Prophylactic antibiotics for tube thoracostomies in penetrating chest trauma
As per EAST, antibiotics are conditionally recommended in this setting. See Antibiotics).
Circulatory Problems
Inspect the skin for mottling, cyanosis, and pallor. Assess the neck veins for distension although they can be low with hypovolemia. Assess the pulse, capillary refill, temperature, etc. In summary, perform a targeted shock clinical assessment.
- Massive hemothorax as above.
- Cardiac tamponade can result from both penetrating and blunt injury. Consider eFAST use to help rule this out (90-95% accurate for identifying pericardial fluid)
- In the setting of chest trauma, pericardial fluid or tamponade should be an indication for emergency thoracotomy or sternotomy. Pericardiocentesis can be therapeutic but is not a definitive treatment.
- Traumatic circulatory arrest is defined as when patients are unconscious and have no pulse (including PEA, VF, asystole...).Primary differential: severe hypoxia, tension PTX, profound hypovolemia and hemorrhage, cardiac tamponade, cardiac herniation, severe myocardial contusion, and primary cardiac event).
- Management
- Start closed CPR with ABC management as per ACLS protocol. However, differs from medical cardiac arrest in that the priority are the interventions below. > - The European Resuscitation Council (ERC) updated their guidelines in 2015. They state that in cardiac arrest caused by hypovolaemia, cardiac tamponade or tension pneumothorax, c_hest compressions are unlikely to be effective._ Because of this fact, chest compressions take a lower priority than the immediate treatment of reversible causes (e.g. thoracotomy, controlling haemorrhage, etc.). > - https://emottawablog.com/2018/04/management-controversies-in-traumatic-cardiac-arrest/
- Secure a definitive airway with intubation and proper oxygenation/ventilation.

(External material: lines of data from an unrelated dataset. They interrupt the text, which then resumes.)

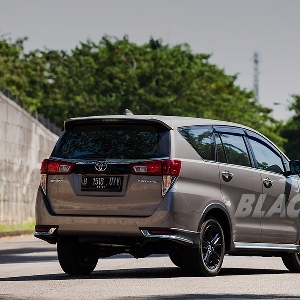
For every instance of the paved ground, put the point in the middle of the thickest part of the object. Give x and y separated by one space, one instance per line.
29 270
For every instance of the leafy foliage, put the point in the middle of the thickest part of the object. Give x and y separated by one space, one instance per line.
115 74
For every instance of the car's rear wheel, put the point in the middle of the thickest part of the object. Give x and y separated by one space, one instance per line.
207 258
177 260
76 258
292 261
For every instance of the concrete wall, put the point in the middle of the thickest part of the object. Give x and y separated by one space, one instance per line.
24 143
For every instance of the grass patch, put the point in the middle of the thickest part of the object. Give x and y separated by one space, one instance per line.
29 225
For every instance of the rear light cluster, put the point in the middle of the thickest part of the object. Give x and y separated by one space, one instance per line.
52 167
168 168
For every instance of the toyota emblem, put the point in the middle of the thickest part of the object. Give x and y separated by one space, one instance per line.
101 166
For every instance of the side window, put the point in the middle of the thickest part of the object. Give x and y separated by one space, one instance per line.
220 150
235 149
201 139
266 158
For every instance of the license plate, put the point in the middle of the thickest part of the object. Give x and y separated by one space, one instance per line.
104 183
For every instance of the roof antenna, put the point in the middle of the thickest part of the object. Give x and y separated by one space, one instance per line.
128 112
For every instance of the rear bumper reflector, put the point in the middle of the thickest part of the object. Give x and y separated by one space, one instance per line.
174 234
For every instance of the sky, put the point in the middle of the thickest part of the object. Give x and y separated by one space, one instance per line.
230 30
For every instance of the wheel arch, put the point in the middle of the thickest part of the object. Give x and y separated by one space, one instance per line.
220 213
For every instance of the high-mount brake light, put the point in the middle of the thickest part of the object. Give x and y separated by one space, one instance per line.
51 167
168 168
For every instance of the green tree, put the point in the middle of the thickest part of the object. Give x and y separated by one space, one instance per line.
22 73
115 74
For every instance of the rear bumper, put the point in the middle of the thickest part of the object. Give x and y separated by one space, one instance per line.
181 225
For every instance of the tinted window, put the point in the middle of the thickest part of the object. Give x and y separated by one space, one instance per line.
220 150
116 141
266 158
235 149
201 139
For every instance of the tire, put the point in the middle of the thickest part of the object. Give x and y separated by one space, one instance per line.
292 261
207 259
76 258
177 260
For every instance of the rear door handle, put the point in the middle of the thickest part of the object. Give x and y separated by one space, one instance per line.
267 182
227 176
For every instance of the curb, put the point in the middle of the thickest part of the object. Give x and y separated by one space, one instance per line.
16 233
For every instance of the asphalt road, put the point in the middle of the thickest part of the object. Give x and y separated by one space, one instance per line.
29 270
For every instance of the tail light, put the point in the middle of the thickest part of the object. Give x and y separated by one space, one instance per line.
168 168
52 167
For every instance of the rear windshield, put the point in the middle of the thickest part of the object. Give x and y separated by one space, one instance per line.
113 141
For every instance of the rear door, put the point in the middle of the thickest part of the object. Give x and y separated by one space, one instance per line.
102 181
278 226
240 183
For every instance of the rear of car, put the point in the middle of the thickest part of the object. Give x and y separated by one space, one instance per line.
167 185
108 184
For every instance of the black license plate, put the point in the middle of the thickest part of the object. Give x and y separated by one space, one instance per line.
104 183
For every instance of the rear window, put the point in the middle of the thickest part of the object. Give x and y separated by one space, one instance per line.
113 141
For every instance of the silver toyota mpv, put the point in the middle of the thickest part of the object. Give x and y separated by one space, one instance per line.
194 189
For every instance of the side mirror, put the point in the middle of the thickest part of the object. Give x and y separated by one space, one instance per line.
295 167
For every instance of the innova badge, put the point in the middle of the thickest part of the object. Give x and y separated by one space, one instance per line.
101 166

- Perform bilateral finger/tube thoracostomies (bilateral chest decompression) to alleviate potential tension pneumothoraces.
- Address tamponade with pericardiocentesis or thoracotomy
- Resuscitate using fluids/blood via central/large-bore IV/IO access (above the diaphragm).
- Epinephrine 1 mg.
- Shock any shockable rhythms.
- Resuscitative thoracostomy may be required if there is no ROSC.